A man remains a man at the DNA level. Flesh lightened or darkened with various products eventually reverts to its natural color if left alone as does hair. No human being can make the effect of having a certain number of birthdays disappear permanently. Height is genetically determined. Original eye color can only be temporarily changed with contact lenses. That 75 pounds over the Met Life table cannot be lost the night before the interview. The duty of the job seeker is to deal in the real about what she/he looks like compared with what is accepted as a positive for appearance. A potential employer upon seeing an overweight applicant may still think “lazy”, “poor worker”, and “not motivated”.
I have noticed in my travels that many image management experts recommend acknowledgment of any possible negative stereotype–challenge–and to devise a way to make it less damaging to presenting a professional image.
Truthfully, some stereotypes stubbornly remain like ghosts of a spaghetti dinner past on a white shirt. Mighty efforts over years to change or eradicate some negative stereotypes have made only the slightest dent. Consider pre-election concerns about Mrs. Obama’s public image.
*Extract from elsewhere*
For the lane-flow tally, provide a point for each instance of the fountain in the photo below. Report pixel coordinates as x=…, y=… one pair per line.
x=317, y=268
You see, beneath the veneer of social equity in the USA there is an embedded social Darwinist principle still in operation that encourages society to expect less from, consider as ugly and think less of some of us believed to really belong to another species closer to animals than people–devaluation.
Living in a nation very averse to talking about death and mortality except in clinical whispers sometimes makes it feel as if living in a scene from “Logan’s Run”. Making old people the butt of jokes or keeping them out of sight seems to be the only way this society can handle the reality of aging. We fear old women. We laugh at old men.
Women still see a fun house mirror image of themselves. We use products and knives to starve and carve ourselves into the perfect image of beauty and youth. All these realities and more is why there are still advice sections pointed at specific populations whenever the discussion turns to job hunting–especially presentation for the interview.
…And my classmates are still asking things like, “shall I dye my gray?”
…And some employers are telling female employees, “if you do dye make sure you keep that dye job done…”
We must all be aware that a potential employer makes a judgment about a “contestant’ within the first 30 seconds of an interview. Remember Susan Boyle, the plain-looking Scottish woman with the heavenly voice? At first derided and laughed at, nobody was laughing by the last note of her song.
There is an ideal of beauty in this society and entire industries–you know who you are–dedicate themselves to making people feel dissatisfied with themselves more out of concern for the bottom line than public health. My studied interest is rooted partly in the reality of being a “Baby Boom era” professional woman of color, of queenly stature, and in the autumn of life. My log entry about the experience of becoming “invisible” as I entered midlife is in an article entitled, “The Autumn of Life”, written for Waverly Fitzgerald’s Living In Season.
Brothers and sisters I have to tell you: few potential employers are going to wait to “hear your song”. The stereotypes attached to certain aspects of appearance cannot always be mollified. We have to “stack the deck” in our favor by presenting the best image possible.